L’Algérie commémore, demain, le 81ᵉ anniversaire des massacres du 8 Mai 1945, considérés parmi les plus tragiques de l’histoire contemporaine. Cet événement constitue une étape charnière de l’histoire nationale, au cours de laquelle des dizaines de milliers de martyrs ont perdu la vie, en plus de milliers d’arrestations, notamment à Guelma, Sétif et Kherrata.
L’Algérie, souvent qualifiée de « perle de l’Afrique », a toujours suscité de nombreuses convoitises en raison de sa position géographique stratégique et de ses richesses naturelles exceptionnelles, qu’il s’agisse de l’or, du pétrole, du phosphate, des minerais, ou encore de la diversité de ses paysages entre mer, montagnes et désert. Cette richesse en a fait une terre particulièrement convoitée.
En 1830, l’Algérie est tombée sous occupation coloniale française, une domination qui a duré jusqu’au 5 Juillet 1962. Durant cette période, le peuple algérien a subi de lourdes épreuves marquées par la répression, les massacres, la torture, la marginalisation et la discrimination raciale, ainsi que de nombreuses formes d’injustice.
Ce qui s’est produit le 8 Mai 1945 constitue une preuve éclatante de la brutalité de la France coloniale. Avec le déclenchement de la Seconde Guerre mondiale, en 1939, et l’invasion de plusieurs pays, dont la France, par l’Allemagne, cette dernière a compris qu’elle ne pouvait faire face à la « menace nazie » qu’avec une armée nombreuse et un armement puissant. Elle s’est alors tournée vers le peuple algérien et a exploité ses ressources humaines pour cette guerre, promettant qu’en échange de leur participation aux côtés de la France durant la Seconde Guerre mondiale, l’Algérie obtiendrait son indépendance. Ainsi, des milliers d’Algériens ont été mobilisés. Après la victoire de la France sur le nazisme, les Algériens sont sortis le 8 Mai 1945 pour célébrer cette victoire, convaincus que l’heure de la liberté et de l’indépendance approchait. Cependant, la réponse française fut choquante : ces célébrations se sont transformées en massacres sanglants, révélant la véritable nature du colonialisme.
La promesse non tenue n’est pas nouvelle pour la France, car elle a toujours manqué à ses engagements. En 1945, les manifestants ont brandi pour la première fois depuis 1830 le drapeau algérien, exprimant leur joie et leur espoir de voir la promesse d’émancipation se réaliser. Mais la France a brisé cet espoir et réprimé les manifestations avec une extrême violence.
Les manifestations pacifiques ont été violemment dispersées par l’armée française et les milices composées de civils européens. La première victime fut un jeune homme nommé Saâl Boussid à Sétif, considéré comme le premier à avoir brandi le drapeau algérien et le premier martyr de ces manifestations.

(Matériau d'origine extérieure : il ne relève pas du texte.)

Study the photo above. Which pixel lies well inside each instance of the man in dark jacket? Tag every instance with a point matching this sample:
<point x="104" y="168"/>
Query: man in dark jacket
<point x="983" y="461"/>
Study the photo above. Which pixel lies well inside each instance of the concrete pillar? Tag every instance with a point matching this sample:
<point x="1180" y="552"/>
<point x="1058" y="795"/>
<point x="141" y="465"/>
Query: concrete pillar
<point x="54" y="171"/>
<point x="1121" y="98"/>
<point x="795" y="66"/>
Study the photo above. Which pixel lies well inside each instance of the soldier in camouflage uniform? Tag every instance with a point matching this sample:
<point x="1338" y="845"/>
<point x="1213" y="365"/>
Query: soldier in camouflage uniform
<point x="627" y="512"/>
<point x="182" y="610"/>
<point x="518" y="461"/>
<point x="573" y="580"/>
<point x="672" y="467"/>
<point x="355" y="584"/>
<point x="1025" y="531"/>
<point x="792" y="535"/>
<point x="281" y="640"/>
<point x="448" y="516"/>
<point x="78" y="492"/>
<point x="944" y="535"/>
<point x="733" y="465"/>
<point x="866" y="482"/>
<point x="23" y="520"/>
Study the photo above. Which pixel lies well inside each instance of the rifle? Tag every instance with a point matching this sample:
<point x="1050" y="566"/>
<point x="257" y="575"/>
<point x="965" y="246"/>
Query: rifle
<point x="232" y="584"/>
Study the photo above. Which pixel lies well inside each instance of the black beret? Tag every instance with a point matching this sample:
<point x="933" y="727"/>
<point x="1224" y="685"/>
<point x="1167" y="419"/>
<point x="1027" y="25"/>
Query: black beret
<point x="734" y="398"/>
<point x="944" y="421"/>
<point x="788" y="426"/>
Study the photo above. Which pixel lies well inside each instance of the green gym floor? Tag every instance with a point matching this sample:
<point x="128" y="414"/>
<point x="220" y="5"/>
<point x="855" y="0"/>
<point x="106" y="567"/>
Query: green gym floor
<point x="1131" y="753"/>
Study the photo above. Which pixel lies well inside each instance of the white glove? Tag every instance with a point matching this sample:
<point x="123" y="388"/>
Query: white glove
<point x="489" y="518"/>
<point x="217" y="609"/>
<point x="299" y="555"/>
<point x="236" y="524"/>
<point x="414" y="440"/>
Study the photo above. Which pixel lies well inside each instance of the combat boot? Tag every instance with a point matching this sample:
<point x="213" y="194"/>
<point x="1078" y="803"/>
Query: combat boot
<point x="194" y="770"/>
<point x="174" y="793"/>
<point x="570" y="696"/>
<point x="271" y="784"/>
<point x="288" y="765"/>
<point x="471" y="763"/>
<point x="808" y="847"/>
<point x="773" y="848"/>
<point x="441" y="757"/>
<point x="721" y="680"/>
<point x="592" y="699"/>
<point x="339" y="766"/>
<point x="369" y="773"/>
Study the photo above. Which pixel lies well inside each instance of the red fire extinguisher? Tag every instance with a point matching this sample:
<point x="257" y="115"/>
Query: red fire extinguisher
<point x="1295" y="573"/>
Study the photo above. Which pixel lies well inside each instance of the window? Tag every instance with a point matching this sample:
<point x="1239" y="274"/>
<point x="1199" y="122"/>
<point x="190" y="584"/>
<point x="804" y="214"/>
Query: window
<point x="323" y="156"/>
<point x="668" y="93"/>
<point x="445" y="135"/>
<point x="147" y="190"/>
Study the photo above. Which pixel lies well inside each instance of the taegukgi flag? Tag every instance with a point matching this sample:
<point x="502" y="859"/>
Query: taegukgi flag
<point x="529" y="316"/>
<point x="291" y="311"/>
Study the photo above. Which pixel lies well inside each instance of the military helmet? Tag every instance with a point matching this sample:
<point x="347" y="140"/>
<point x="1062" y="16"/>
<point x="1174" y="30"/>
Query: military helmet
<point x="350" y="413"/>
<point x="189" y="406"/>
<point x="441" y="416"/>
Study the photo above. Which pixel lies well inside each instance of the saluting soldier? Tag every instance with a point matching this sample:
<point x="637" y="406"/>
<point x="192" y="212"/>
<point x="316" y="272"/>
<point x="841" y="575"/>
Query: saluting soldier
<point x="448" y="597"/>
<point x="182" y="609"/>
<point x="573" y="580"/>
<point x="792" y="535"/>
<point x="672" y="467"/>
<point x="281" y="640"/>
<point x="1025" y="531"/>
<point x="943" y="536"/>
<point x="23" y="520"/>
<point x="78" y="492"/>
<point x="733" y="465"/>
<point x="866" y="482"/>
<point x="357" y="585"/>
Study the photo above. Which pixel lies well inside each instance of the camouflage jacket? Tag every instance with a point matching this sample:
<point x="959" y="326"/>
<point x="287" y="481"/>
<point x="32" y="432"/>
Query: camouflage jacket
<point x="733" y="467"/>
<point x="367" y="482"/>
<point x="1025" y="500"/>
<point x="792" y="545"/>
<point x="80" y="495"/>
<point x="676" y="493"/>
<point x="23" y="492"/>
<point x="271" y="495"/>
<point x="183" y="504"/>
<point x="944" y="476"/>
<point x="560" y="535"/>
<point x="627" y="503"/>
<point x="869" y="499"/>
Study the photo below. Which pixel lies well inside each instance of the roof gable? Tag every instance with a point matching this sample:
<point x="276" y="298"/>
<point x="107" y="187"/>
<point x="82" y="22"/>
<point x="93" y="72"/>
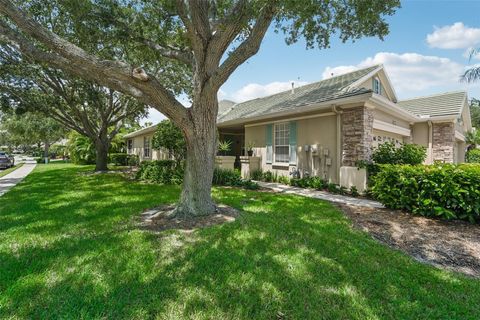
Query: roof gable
<point x="329" y="89"/>
<point x="387" y="89"/>
<point x="438" y="105"/>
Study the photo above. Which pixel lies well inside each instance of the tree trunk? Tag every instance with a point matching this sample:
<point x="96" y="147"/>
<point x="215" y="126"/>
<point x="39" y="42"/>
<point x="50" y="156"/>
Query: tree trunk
<point x="45" y="151"/>
<point x="102" y="145"/>
<point x="196" y="199"/>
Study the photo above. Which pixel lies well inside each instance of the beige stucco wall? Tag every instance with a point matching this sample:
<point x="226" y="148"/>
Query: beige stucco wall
<point x="421" y="136"/>
<point x="138" y="149"/>
<point x="320" y="131"/>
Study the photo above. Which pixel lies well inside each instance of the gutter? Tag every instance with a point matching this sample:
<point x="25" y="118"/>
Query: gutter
<point x="301" y="109"/>
<point x="339" y="140"/>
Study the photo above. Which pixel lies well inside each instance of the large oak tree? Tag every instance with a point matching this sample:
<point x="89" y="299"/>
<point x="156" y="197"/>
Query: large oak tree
<point x="211" y="38"/>
<point x="91" y="110"/>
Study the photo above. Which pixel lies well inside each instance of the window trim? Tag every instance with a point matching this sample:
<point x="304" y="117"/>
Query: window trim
<point x="274" y="145"/>
<point x="376" y="81"/>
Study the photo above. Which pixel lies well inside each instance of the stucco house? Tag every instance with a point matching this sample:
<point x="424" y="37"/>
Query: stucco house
<point x="324" y="128"/>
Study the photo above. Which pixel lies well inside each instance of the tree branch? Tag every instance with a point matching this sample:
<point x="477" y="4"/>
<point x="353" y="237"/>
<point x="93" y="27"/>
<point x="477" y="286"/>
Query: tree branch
<point x="246" y="49"/>
<point x="113" y="74"/>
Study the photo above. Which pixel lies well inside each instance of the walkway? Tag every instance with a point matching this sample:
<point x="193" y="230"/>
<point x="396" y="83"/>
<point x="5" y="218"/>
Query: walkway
<point x="11" y="179"/>
<point x="336" y="198"/>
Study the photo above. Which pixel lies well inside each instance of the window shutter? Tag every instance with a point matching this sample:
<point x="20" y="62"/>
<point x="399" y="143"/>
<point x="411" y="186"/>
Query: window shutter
<point x="268" y="142"/>
<point x="293" y="142"/>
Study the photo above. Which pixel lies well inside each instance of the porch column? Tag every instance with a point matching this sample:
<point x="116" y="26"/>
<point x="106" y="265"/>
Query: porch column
<point x="444" y="142"/>
<point x="249" y="164"/>
<point x="357" y="136"/>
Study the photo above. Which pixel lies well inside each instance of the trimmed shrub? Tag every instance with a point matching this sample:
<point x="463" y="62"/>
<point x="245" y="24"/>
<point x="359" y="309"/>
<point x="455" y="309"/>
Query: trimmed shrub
<point x="232" y="178"/>
<point x="133" y="160"/>
<point x="160" y="171"/>
<point x="473" y="156"/>
<point x="123" y="159"/>
<point x="388" y="153"/>
<point x="446" y="191"/>
<point x="283" y="179"/>
<point x="268" y="176"/>
<point x="257" y="175"/>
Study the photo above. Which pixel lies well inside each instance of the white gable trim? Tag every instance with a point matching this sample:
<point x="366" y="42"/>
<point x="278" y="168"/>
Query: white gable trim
<point x="388" y="127"/>
<point x="459" y="136"/>
<point x="384" y="79"/>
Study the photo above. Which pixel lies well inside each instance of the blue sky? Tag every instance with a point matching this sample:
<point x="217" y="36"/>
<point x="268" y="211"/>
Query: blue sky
<point x="425" y="53"/>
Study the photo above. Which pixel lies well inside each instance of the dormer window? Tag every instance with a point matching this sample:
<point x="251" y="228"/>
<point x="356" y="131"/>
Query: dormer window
<point x="377" y="86"/>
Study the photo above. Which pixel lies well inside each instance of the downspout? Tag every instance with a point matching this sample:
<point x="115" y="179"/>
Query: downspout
<point x="430" y="142"/>
<point x="339" y="142"/>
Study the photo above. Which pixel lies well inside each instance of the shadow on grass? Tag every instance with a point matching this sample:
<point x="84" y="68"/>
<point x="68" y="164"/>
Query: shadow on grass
<point x="69" y="249"/>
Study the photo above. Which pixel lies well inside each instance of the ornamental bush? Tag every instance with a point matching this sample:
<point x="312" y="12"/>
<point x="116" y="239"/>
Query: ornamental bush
<point x="473" y="156"/>
<point x="446" y="191"/>
<point x="388" y="153"/>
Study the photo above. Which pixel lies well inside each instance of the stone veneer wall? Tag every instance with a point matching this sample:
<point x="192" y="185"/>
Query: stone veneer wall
<point x="443" y="142"/>
<point x="357" y="138"/>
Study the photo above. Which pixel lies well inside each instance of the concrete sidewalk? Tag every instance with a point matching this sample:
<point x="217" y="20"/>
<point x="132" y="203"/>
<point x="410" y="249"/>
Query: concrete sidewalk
<point x="282" y="188"/>
<point x="10" y="180"/>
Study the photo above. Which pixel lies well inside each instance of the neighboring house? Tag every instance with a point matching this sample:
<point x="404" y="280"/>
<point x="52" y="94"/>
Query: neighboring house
<point x="140" y="143"/>
<point x="326" y="127"/>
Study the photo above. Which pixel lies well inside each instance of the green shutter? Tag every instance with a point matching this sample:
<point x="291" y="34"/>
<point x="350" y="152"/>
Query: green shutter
<point x="268" y="142"/>
<point x="293" y="142"/>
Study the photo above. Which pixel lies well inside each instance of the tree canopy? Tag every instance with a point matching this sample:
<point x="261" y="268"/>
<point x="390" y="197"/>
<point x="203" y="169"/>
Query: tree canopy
<point x="169" y="137"/>
<point x="30" y="129"/>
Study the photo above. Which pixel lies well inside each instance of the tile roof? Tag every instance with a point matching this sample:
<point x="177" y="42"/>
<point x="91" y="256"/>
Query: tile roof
<point x="444" y="104"/>
<point x="329" y="89"/>
<point x="224" y="106"/>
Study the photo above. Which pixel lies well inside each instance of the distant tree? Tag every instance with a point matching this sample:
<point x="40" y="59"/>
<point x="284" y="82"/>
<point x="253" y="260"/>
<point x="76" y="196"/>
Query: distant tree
<point x="168" y="136"/>
<point x="91" y="110"/>
<point x="209" y="39"/>
<point x="31" y="129"/>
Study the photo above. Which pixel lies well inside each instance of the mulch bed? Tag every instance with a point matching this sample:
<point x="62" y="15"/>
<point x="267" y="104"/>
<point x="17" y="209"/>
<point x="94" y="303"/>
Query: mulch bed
<point x="159" y="219"/>
<point x="453" y="245"/>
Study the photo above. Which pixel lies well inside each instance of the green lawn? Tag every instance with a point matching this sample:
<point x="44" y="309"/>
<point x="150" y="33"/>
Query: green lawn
<point x="7" y="171"/>
<point x="69" y="249"/>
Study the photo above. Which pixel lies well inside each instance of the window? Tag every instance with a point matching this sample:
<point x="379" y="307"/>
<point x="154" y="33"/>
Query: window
<point x="146" y="147"/>
<point x="377" y="86"/>
<point x="129" y="146"/>
<point x="282" y="146"/>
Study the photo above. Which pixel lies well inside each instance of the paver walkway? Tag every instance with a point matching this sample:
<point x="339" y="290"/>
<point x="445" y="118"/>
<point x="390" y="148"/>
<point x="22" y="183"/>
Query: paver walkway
<point x="11" y="179"/>
<point x="282" y="188"/>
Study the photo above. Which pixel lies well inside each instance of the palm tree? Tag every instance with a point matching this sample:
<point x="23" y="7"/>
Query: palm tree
<point x="473" y="73"/>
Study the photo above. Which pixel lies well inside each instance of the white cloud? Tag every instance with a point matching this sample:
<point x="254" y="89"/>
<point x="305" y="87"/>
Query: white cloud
<point x="411" y="72"/>
<point x="336" y="71"/>
<point x="255" y="90"/>
<point x="455" y="36"/>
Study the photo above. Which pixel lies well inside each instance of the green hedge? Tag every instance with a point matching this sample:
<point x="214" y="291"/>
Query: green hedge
<point x="473" y="156"/>
<point x="160" y="171"/>
<point x="447" y="191"/>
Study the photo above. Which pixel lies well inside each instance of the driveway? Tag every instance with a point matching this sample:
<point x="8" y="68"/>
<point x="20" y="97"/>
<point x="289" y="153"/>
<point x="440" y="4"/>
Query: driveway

Ces événements ont fait de nombreuses victimes, notamment dans les régions de Kherrata, Guelma et Sétif. La répression ne s’est pas limitée à la dispersion des foules : elle a également inclus des bombardements de villages et de villes par l’aviation, l’artillerie et les navires de guerre pendant plusieurs semaines.
Les victimes ont été enterrées dans des fosses communes et de nombreux corps n’ont même pas été retrouvés, faisant des milliers de disparus.
Ces massacres ont constitué la naissance de la Révolution de libération algérienne, car c’est à partir de cette date que les préparatifs de la Révolution de 1954 ont véritablement commencé.
Aujourd’hui, le peuple algérien commémore le 81ᵉ anniversaire de ces massacres, une journée au cours de laquelle il se remémore les souffrances endurées par ses ancêtres : tortures, injustices, répression, spoliation des biens, assassinats d’enfants, de femmes, de veuves et de vieillards, ainsi que toutes les formes d’atrocités subies en Algérie.
Cet événement demeure ainsi une blessure profonde dans les relations algéro-françaises, d’autant plus qu’il n’a toujours pas fait l’objet d’une reconnaissance officielle de la part de la France, incapable — ou peu disposée — à reconnaître pleinement ces crimes devant la communauté internationale.
Ces massacres restent donc une preuve flagrante de la brutalité du colonialisme et de la contradiction entre ses discours et ses pratiques : alors qu’il prétend défendre la liberté, l’égalité et le droit des peuples à disposer d’eux-mêmes, il a en réalité réprimé, opprimé et massacré les peuples qui réclamaient leur indépendance.
À cette occasion, gloire et éternité à nos martyrs, les justes, qui ont sacrifié le plus précieux pour une Algérie libre et indépendante. Ils sont morts pour que nous puissions vivre dans la dignité, dans un pays sûr, libre et souverain.